Pemerintah harus hati-hati mengelola persepsi publik tentang reorganisasi Kabinet. Mendekonstruksi penelitian yang mendukung investasi dapat menciptakan persepsi bahwa inovasi adalah sekunder dari modal. Indonesia butuh keduanya untuk mewujudkannya Jadikan Indonesia 4.0 Konversi. Ekosistem inovasi Indonesia, menempati peringkat 85 dari 131 negara di Peringkat GII 2020ke belakang. Indonesia hanya menghabiskan 0,2 persen dari PDB pada penelitian dan pengembangan (R&D) dibandingkan dengan 2 persen di Cina, Amerika Serikat dan Singapura. Singapura menghabiskan 45 persen lebih banyak daripada Indonesia untuk R&D dan Itu menerima lebih dari 21 persen aplikasi paten patent pada tahun 2018.

Indonesia sangat lemah dalam inovasi bisnis. Bisnis mendanai hanya 8 persen dari pengeluaran R&D. Ini jauh di bawah 60 persen yang disumbangkan perusahaan companies Lima pembelanja teratas untuk penelitian dan pengembangan di seluruh dunia. Mungkin saat itu diharapkan, untuk mempromosikan bisnis Ini adalah pilar terlemah Indonesia dalam Global Innovation Index 2020.

Hukum inklusif mulai mengatasi kurangnya inovasi bisnis ini. Meninjau persyaratan produksi dalam negeri yang memberatkan dalam UU No. 13/2016 tentang Paten dan mengalokasikan persyaratan litbang untuk badan usaha milik negara dalam upaya untuk meningkatkan pengeluaran litbang komersial. Namun pemerintah tampaknya menentang penggabungan kementerian karena tampaknya memperkuat paradigma lama “penelitian akademis saja”. Selain itu, mendelegasikan fungsi R&D kepada suatu badan membatasi otoritas pembuatan kebijakan di bidang ini. Kita hanya bisa berharap agar pemerintah tidak melupakan visinya tentang perlunya mengintegrasikan inovasi ke dalam kebijakan investasi.

READ  Manajer ekonomi menghilangkan ketakutan para senator terhadap Maharlika

Peran penting bisnis dalam inovasi terbukti dalam pengembangan vaksin COVID-19. Itu Vaksin Oxford AstraZeneca Ini dikembangkan di Inggris sebagai hasil kolaborasi antara universitas dan bisnis. Ketiga vaksin Ini disetujui untuk distribusi di Amerika Serikat oleh perusahaan. Universitas dan lembaga penelitian yang membentuk Konsorsium Vaksin Merah Putih Indonesia Dipimpin oleh Kementerian Riset dan Teknologi yang sekarang sudah tidak ada, perusahaan harus bermitra dengan perusahaan farmasi lokal untuk melakukan uji klinis dan meningkatkan produksi.

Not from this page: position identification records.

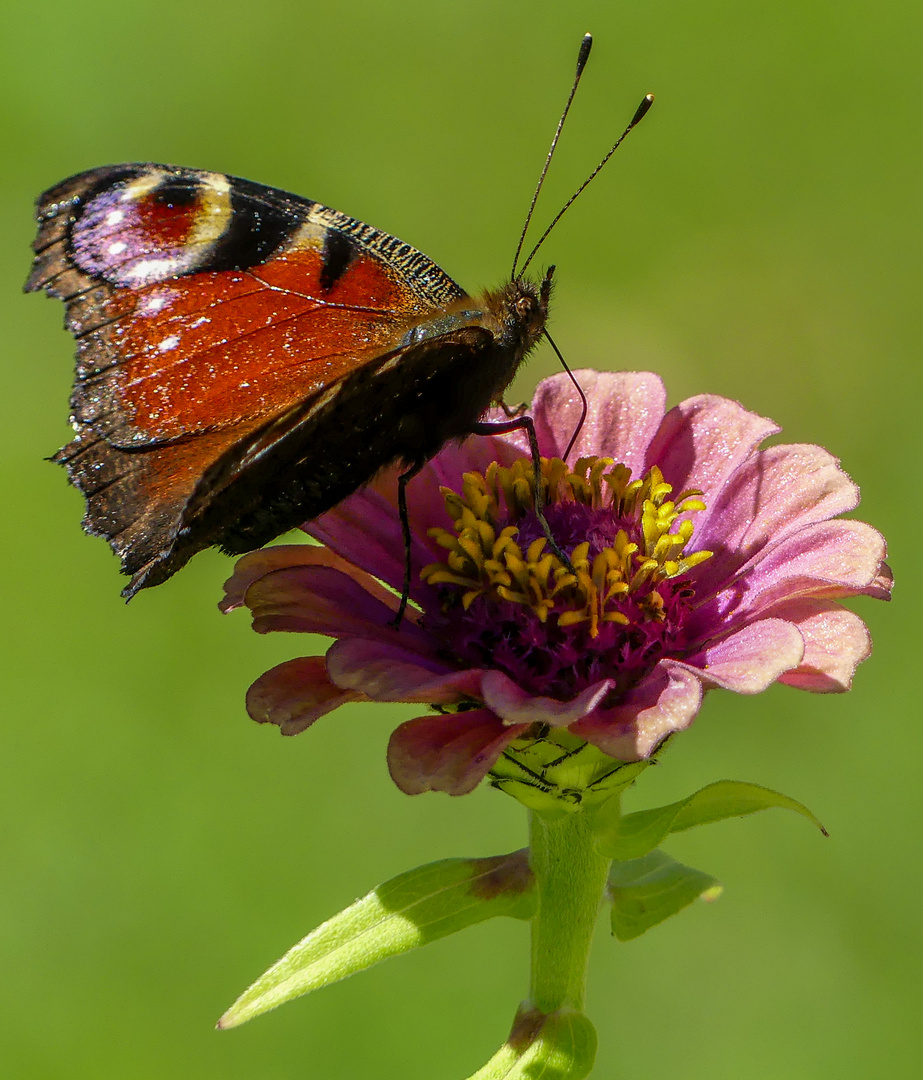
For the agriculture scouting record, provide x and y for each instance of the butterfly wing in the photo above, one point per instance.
(217, 321)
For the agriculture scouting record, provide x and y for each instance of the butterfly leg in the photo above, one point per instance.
(403, 481)
(525, 423)
(513, 412)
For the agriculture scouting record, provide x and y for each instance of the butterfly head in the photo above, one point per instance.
(521, 308)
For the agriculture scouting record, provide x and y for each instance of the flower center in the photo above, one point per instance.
(507, 602)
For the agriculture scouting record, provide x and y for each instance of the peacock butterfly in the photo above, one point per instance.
(246, 359)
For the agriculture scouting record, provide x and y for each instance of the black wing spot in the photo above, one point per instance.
(339, 252)
(257, 230)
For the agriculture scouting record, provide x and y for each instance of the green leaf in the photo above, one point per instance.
(636, 834)
(409, 910)
(648, 890)
(559, 1045)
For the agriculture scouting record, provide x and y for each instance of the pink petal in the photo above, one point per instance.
(388, 671)
(296, 693)
(752, 659)
(365, 530)
(319, 599)
(775, 493)
(665, 701)
(258, 564)
(514, 705)
(450, 752)
(882, 585)
(705, 440)
(836, 642)
(826, 559)
(625, 410)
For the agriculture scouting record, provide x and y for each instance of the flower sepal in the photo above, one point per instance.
(556, 772)
(558, 1045)
(630, 836)
(646, 891)
(403, 914)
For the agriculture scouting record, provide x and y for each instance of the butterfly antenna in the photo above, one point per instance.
(640, 112)
(582, 57)
(585, 406)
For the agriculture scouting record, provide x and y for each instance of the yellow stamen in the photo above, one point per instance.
(485, 563)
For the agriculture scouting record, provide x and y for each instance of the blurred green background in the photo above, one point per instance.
(758, 237)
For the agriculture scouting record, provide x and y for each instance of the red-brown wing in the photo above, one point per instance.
(205, 307)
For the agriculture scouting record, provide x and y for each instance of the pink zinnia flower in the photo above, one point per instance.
(701, 562)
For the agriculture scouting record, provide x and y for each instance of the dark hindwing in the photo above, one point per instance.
(321, 451)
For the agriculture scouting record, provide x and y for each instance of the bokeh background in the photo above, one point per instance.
(758, 237)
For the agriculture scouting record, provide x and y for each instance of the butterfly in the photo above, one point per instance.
(246, 359)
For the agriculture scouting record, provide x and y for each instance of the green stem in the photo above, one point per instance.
(570, 877)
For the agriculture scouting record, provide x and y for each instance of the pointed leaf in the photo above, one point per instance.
(636, 834)
(559, 1045)
(409, 910)
(648, 890)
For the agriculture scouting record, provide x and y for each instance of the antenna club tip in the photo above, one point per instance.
(640, 112)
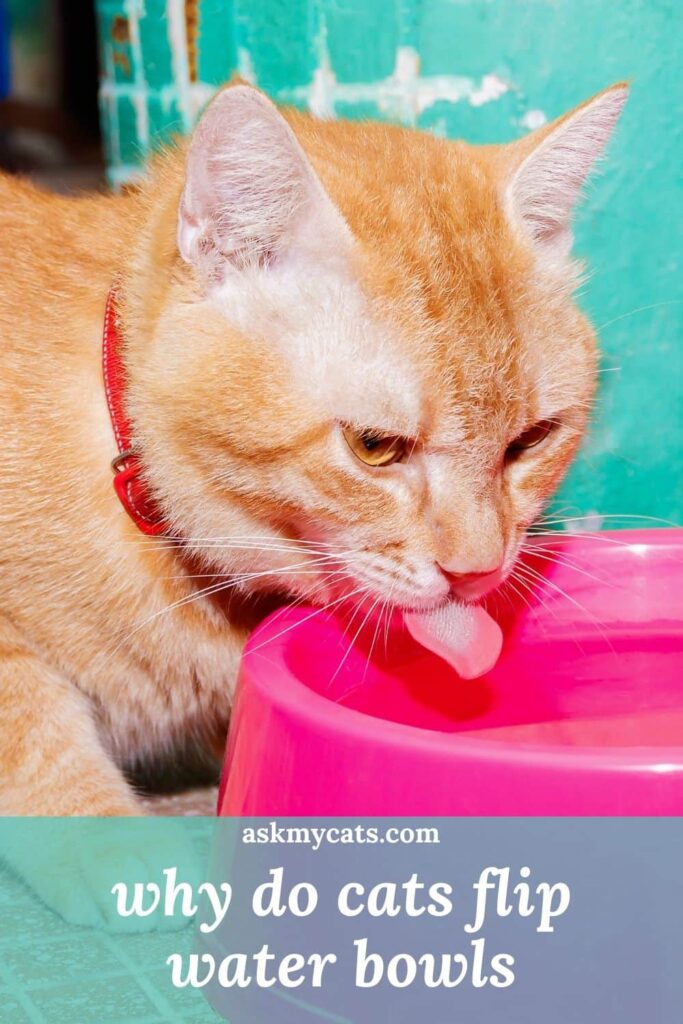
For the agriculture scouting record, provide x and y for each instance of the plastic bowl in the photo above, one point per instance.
(583, 714)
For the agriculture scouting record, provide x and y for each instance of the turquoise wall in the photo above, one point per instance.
(485, 71)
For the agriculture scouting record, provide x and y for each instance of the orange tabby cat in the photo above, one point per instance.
(353, 366)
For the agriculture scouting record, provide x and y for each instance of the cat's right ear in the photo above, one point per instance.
(251, 197)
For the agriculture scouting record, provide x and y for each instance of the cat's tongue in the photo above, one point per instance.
(464, 635)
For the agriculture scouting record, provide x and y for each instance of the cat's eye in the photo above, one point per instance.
(529, 438)
(374, 448)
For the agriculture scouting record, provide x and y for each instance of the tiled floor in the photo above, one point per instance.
(53, 973)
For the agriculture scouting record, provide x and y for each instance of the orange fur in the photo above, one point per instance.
(98, 668)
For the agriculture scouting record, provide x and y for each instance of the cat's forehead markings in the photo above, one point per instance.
(354, 365)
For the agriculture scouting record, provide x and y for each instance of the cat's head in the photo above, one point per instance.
(366, 340)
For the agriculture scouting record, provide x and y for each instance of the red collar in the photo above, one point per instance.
(130, 487)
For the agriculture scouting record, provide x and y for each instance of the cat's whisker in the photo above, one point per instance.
(548, 521)
(312, 614)
(357, 633)
(323, 559)
(541, 581)
(638, 309)
(554, 558)
(203, 593)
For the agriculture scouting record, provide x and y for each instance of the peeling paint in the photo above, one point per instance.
(134, 9)
(402, 96)
(177, 36)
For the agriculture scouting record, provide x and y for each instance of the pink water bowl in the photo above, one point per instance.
(582, 715)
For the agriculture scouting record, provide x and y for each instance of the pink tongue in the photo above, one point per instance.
(464, 635)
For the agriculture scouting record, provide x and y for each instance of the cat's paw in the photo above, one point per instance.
(80, 875)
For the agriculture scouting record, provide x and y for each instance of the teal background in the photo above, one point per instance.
(485, 71)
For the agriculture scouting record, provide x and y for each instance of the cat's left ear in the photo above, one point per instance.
(549, 168)
(251, 197)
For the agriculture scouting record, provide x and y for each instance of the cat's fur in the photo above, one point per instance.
(311, 274)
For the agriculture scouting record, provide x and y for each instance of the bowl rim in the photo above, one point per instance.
(301, 701)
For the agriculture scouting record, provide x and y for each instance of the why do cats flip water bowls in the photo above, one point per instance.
(582, 715)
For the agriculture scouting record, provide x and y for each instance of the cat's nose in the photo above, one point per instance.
(472, 585)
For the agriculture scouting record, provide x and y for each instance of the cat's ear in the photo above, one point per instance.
(251, 196)
(551, 166)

Indonesia menyadari pentingnya mendorong inovasi di sektor swasta dan mengambil langkah awal yang positif dalam perjalanan panjang reformasi investasi. Untuk perusahaan di pasar yang kompetitif, penelitian dan pengembangan adalah investasi – mahal, tetapi perlu untuk menghasilkan pengembalian yang lebih tinggi dan memastikan kelangsungan hidup. Persaingan yang sehat akan mendorong perusahaan untuk terus berinvestasi dalam inovasi. Indonesia harus terus menempuh jalur keterbukaan ekonomi, mengundang lebih banyak aliran investasi dan menyamakan kedudukan untuk merangsang perusahaan-perusahaan agar menghasilkan ide-ide baru dan memastikan keberlanjutannya.

Andrei Surianta adalah seorang sarjana Australia Awards PhD di Crawford School of Public Policy, Australian National University, dan peneliti di Center for Indonesian Policy Studies (CIPS), Jakarta.